Drew Magary copied and pasted the exact same text for a post that week on what he called White’s “Fart Catalog entry.” From that, here’s the link to the Joshua Tree Fairfield’s booking site that White used. It appears to be an affiliate link, which records how much traffic the Uproxx post has sent to the Fairfield site.

The words “reliable, sturdiness” have been cut from the post, and the current version of the post doesn’t have any links to the Fairfield Inn & Suites in the body, though it still does in its photo captions. Here’s how it looks now.

On the left is the original caption of an Uproxx Life Instagram post from the trip, and on the right is how it reads currently. Both include #sp (for sponsored), but “#ThanksBuick” has been removed in the current version.

Fairfield Inn & Suites’s corporate parent, Marriott, didn’t respond to a request for comment, but Buick did. A spokesperson from Buick told Deadspin that they’re very careful to delineate between sponsored content and “loaning of vehicles to media for evaluation.” When asked which category this post fell under, Buick responded, “That story is the result of a media evaluation loan and was not sponsored;” when I asked if it was standard practice to send a review car to a music editor, they told me that “Cars play a major role in modern culture and as a result we loan to a diverse range of writers.”

Dykes, the Uproxx editor-in-chief, strenuously denied that any Uproxx writers have engaged in the type of payola reported on by the Outline earlier this year and by Gawker in 2013: brands paying writers money for undisclosed mentions on major sites. But payments come in other forms, obviously—like, say, a convertible and a free hotel room for a weekend, with a combined value in the hundreds of dollars.

White primarily writes about music and runs Uproxx’s music coverage. According to her author page, she wrote 459 posts in the last eleven months. 446 posts were about music, and 13 were not. I asked Dykes about six of those 13 posts which seemed suspiciously brand-friendly, and he told me that “None were sponsored ... all assigned/edited by the editor who oversees our Life vertical and not things that Cait did on her own, like the Joshua Tree post.”

But if you generously exclude the one post in which White brags that a host “treated her like a queen” with weed and a helicopter ride—but which does not include a clear acknowledgement that both were paid for—none of these stories include any disclosures about travel or products.

For a recent story about how to prepare your apartment for an Airbnb stay, White tagged Brooklinen (sheets) and Casper (mattresses) in her tweet. (A Casper spokeperson tells Deadspin that they send products to journalists “as requested” for reviews and have a “strict disclosure protocol that they insist all of their partners use to clearly disclose any content that is sponsored.”) For stories about traveling to Panama and Costa Rica, she tagged the resorts and a PR agency on Instagram. (The FTC continually reminds “influencers” that regulations require them to disclose their relationships with brands they plug.”) In the Panama story, she linked directly to a hotel’s booking site and called it the “perfect place to stay.” There is a story about making cold brew coffee at home; it is solely about one brand of cold brew coffeemakers, Dripo.
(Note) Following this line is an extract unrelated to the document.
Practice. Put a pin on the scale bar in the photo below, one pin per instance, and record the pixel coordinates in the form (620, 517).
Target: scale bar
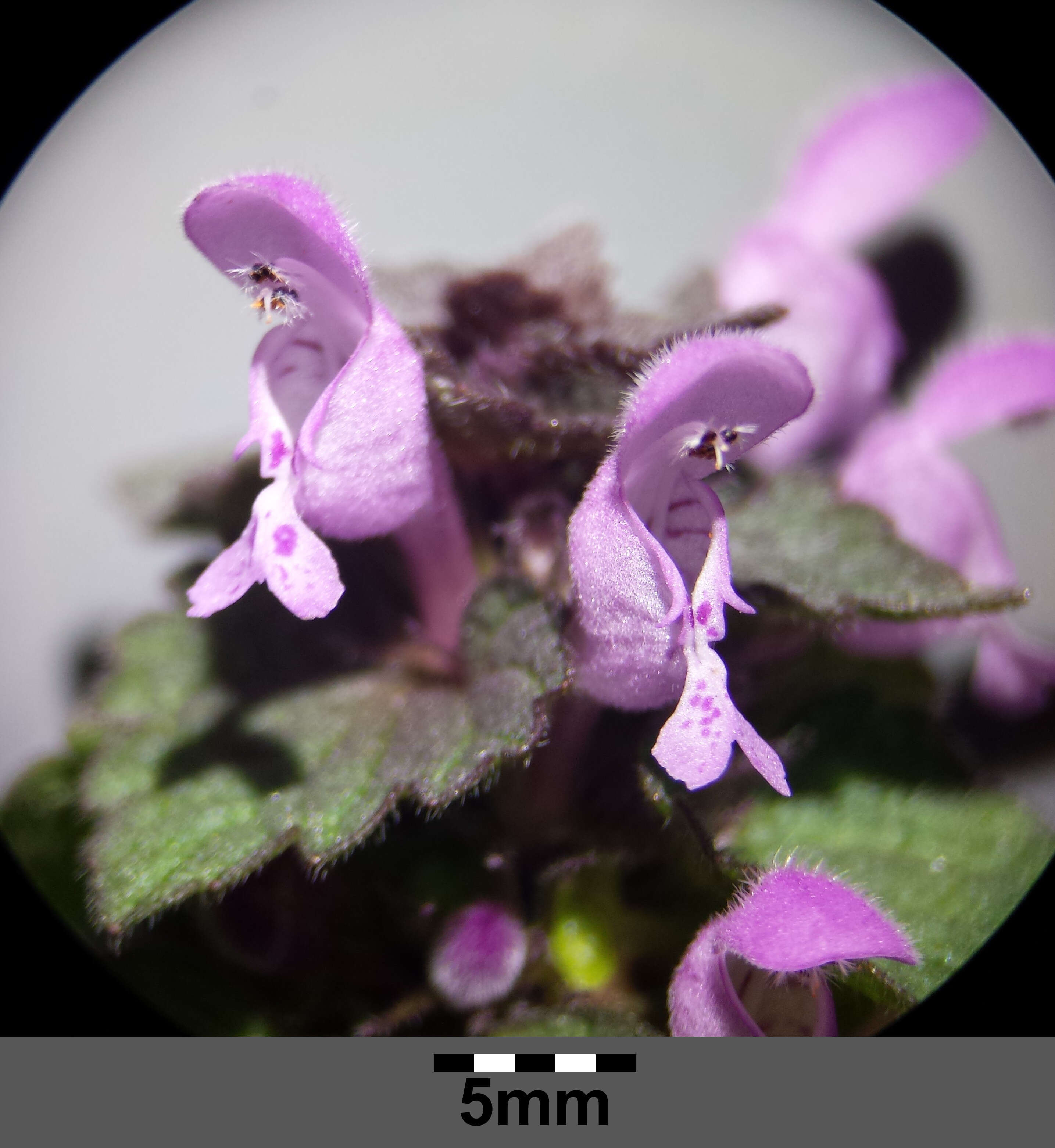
(535, 1062)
Dykes told Deadspin that the Panama and Costa Rica trips and weed helicopter were coordinated through the Life section editor and “travel PR folk.” Spokespeople from Airbnb, Dripo, Brooklinen, Imago Galleries, Fairfield Inn & Suites, Burner, Tabacon Resorts, Westin Playa Bonita, and Diamond PR did not respond for requests for comment. Grey Space Art said that they did not provide the helicopter ride.
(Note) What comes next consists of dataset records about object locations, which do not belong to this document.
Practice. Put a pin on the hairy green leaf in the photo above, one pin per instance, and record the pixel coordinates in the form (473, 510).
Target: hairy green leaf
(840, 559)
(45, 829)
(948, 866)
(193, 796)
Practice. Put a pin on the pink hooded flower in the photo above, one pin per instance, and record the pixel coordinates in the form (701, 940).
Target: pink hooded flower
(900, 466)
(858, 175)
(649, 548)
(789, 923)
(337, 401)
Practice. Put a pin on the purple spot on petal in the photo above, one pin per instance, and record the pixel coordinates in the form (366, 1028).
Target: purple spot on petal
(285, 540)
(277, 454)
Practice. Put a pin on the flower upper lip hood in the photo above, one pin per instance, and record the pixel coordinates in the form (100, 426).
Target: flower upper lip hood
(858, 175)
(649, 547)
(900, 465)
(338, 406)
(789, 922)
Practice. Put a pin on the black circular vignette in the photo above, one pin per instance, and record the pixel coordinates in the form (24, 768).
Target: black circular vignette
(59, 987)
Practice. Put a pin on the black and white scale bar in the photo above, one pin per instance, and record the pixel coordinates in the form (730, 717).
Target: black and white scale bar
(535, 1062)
Dykes is right when he points out just about all publications—except for the New York Times, which famously refuses junkets and perks—“accept comps and media rates, and/or pieces from freelance writers who received comps or pitches. Travel writing and travel publications probably wouldn’t exist otherwise.” White pointed us to the Uproxx travel writing policy, which contains many of the same justifications.

But readers should know if what they’re reading is in any way a product of the subject, to say nothing of a financial investment by the brand. In entertainment and product journalism, some assistance is inevitable. What’s required is not self-denial but transparency.